The story is all too familiar. Michael Morton, a Texas father, served almost 24 years in prison for a crime–a brutal murder of his beloved wife–that he did not commit. He was freed after DNA testing indicated he was not the killer.
While pleased to have his freedom, Morton believes that there was willful misconduct om the part of the prosecutor for his case. And he is doing something about it.
Morton is pressing for tougher penalties for prosecutors who withhold evidence. He recognizes that nothing can change what transpired in his case, but wants to prevent similar situations from happening to others.
Michael Morton was convicted in the fatal beating of his wife Christine in 1986 by a prosecutor who Morton and his attorneys believe knowingly withheld key evidence. Morton was exonerated last October, after DNA evidence cleared him and pointed to another man who is now charged in the murder and is implicated in a similar slaying in 1988. Morton was freed with the assistance of the Innocence Project.
Though Morton was awarded $2 million for his wrongful conviction under Texas’ compensation law, Morton says that his fight is not over. He plans to meet with Texas lawmakers and State Bar officials to use his high profile case as an example of the need for accountability in cases where prosecutors withhold evidence and obstruct the proper delivery of justice.
Texas has had more former inmates be exonerated than any other state.
The prosecutor in Michael Morton’s case was Ken Anderson, now a Texas judge. Morton contends that Anderson, as well as the investigators in his case, were so determined to find Morton guilty in his wife’s death that they failed to present critical evidence that would have, at the very least, provide significant doubt of his guilt.

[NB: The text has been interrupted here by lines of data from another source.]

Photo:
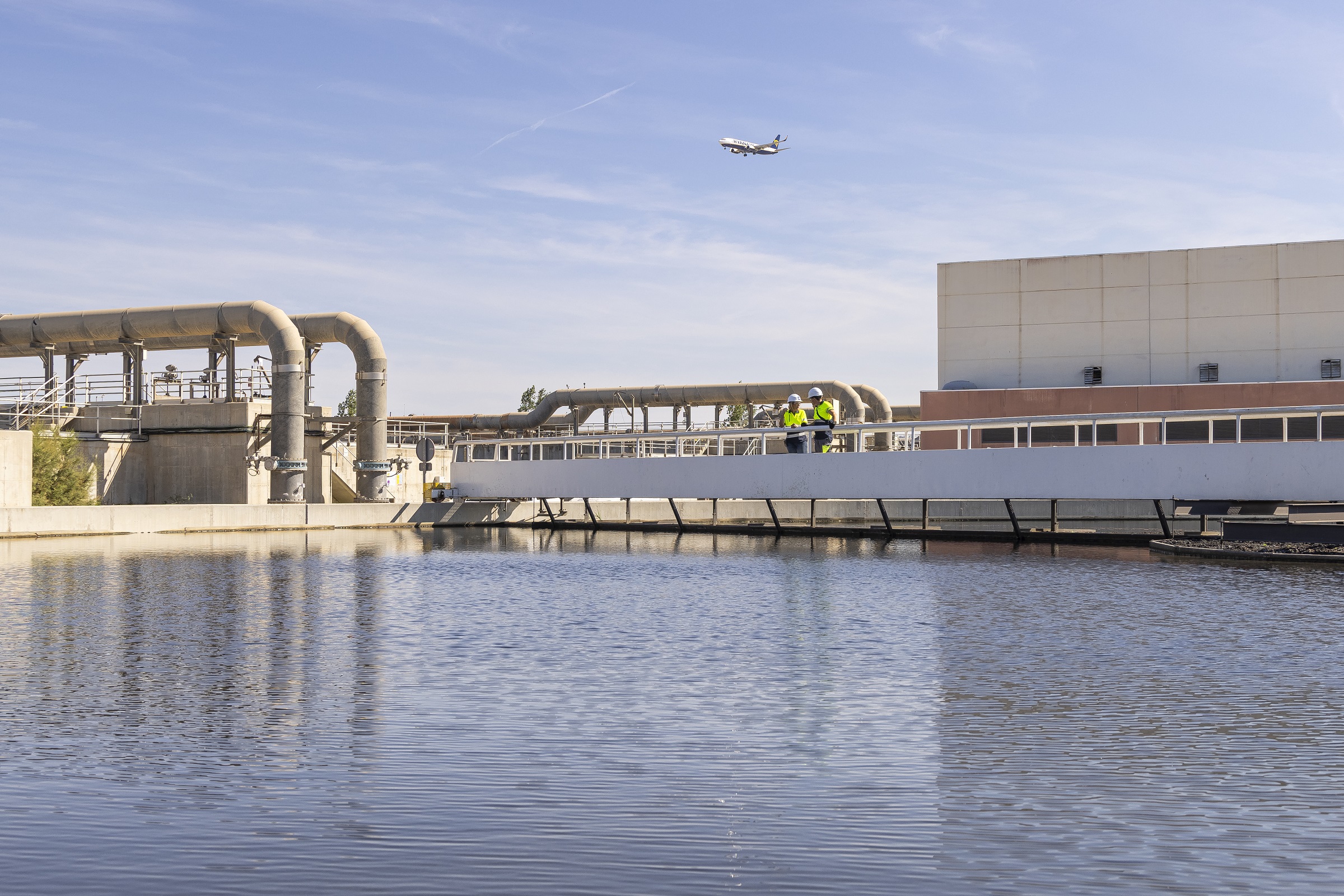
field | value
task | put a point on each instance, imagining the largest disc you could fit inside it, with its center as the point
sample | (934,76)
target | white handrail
(908,433)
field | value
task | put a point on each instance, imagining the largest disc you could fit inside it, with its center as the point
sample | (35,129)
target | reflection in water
(512,711)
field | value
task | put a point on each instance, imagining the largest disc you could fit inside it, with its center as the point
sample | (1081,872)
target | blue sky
(340,155)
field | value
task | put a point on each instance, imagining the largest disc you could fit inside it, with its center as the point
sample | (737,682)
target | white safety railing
(32,399)
(1304,423)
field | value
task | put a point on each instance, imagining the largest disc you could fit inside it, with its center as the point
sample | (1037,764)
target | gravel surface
(1261,547)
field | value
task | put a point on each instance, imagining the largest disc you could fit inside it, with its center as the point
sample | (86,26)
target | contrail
(610,93)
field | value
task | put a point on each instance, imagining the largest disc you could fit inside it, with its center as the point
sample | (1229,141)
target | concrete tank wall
(15,468)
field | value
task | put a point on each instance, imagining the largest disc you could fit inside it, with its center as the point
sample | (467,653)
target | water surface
(516,712)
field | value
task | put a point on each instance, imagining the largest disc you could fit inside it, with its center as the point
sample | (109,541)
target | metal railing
(34,399)
(1309,423)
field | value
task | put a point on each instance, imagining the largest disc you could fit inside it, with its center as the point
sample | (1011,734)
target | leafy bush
(61,476)
(736,418)
(347,406)
(531,398)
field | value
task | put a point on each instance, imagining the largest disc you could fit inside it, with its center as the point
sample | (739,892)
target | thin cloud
(534,127)
(987,49)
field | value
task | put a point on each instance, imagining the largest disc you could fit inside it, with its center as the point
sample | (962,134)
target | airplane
(744,148)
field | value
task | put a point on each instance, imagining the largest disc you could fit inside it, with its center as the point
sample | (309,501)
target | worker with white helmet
(823,414)
(795,417)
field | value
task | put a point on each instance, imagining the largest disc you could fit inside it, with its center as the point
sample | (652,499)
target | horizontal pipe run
(636,396)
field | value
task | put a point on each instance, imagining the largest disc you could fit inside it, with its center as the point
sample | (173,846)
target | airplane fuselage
(744,148)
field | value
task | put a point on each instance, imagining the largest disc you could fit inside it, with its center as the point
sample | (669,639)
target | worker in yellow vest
(795,416)
(823,414)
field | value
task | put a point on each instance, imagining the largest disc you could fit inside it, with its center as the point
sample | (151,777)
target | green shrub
(61,476)
(347,406)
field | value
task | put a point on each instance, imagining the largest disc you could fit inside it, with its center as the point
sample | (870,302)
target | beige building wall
(1262,314)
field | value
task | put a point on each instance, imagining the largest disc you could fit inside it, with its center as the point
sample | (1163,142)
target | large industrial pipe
(371,465)
(133,327)
(851,405)
(879,412)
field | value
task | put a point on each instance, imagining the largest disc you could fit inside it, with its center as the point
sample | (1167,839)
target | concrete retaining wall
(17,468)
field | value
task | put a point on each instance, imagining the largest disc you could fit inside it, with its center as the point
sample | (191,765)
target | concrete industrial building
(1201,328)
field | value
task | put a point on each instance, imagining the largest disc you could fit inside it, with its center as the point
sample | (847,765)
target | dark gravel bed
(1261,547)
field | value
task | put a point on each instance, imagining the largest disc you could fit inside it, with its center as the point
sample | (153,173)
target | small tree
(531,398)
(737,417)
(61,476)
(347,406)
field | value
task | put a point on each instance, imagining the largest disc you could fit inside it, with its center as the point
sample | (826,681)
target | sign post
(425,452)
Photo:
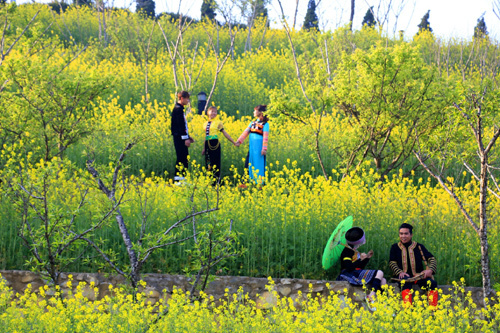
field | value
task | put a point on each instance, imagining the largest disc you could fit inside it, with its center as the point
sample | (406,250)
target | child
(258,131)
(353,264)
(212,150)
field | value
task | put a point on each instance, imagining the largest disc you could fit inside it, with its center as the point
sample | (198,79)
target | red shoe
(407,297)
(432,298)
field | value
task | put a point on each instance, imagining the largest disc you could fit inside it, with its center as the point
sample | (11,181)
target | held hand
(427,273)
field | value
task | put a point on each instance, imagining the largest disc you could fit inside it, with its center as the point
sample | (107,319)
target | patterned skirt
(356,277)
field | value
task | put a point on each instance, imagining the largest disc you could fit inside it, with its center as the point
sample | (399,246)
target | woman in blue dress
(258,130)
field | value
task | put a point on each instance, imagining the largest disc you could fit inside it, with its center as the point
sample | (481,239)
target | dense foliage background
(76,89)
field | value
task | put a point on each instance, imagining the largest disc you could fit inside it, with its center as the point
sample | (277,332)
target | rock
(266,301)
(89,292)
(152,293)
(285,291)
(27,278)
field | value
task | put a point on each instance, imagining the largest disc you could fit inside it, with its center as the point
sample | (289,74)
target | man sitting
(407,259)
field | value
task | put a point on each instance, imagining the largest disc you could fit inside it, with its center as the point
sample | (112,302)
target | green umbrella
(336,243)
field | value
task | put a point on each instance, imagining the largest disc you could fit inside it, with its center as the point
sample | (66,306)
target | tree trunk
(483,227)
(352,14)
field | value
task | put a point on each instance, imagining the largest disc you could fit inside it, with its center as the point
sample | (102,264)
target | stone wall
(161,286)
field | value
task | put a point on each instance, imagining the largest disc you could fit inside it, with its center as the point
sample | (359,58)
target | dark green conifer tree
(480,30)
(146,6)
(208,10)
(369,19)
(311,19)
(424,24)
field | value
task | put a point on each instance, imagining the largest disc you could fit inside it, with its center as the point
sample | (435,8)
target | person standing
(212,149)
(407,259)
(180,133)
(258,130)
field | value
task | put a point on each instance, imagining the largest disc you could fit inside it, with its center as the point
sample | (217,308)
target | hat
(407,226)
(355,236)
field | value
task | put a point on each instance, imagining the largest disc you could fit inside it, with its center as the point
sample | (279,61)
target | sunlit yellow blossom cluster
(36,311)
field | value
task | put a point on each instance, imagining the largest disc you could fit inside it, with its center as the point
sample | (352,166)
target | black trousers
(182,153)
(213,157)
(427,283)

Included in the evidence not provided in the case were statements from Morton’s son Eric, who was 3-years old and at home with his mother when the murder took place. Eric Morton told his grandmother that he saw his mother being murdered and that his father wasn’t responsible. Additionally, a neighbor of the Morton family described in detail a man parking a green van near the Morton home, then walk across a wooded area behind the residence.
A special prosecutor is currently investigating the claims that Ken Anderson hid evidence.
In a 90-minute conversation with the AP concerning his case, Morton stated, “We want to tell prosecutors, `Just play fair, follow the rules, obey the law. I’m not a lawyer, but I’ve been around a whole bunch of them lately. They can do this and we can help get the Legislature to make it doable, too.”
Morton went on to say, “This was intentional. This wasn’t a slip of the tongue or a typo.”
Ken Anderson’s attorney, Eric Nichols, responded to Morton’s claims and the current investigation into the alleged misconduct of then-prospector Anderson.
“It is a terrible tragedy that Mr. Morton served over 24 years for a crime that he apparently did not commit and Judge Anderson has recognized the enormity of that tragedy. But the fact that Mr. Morton was tried based on the evidence that was available at the time does not mean that there was prosecutorial misconduct.”
In September, Ken Anderson Anderson will face a proceeding called a “court of inquiry,” where it is possible that court officials may face sanctions.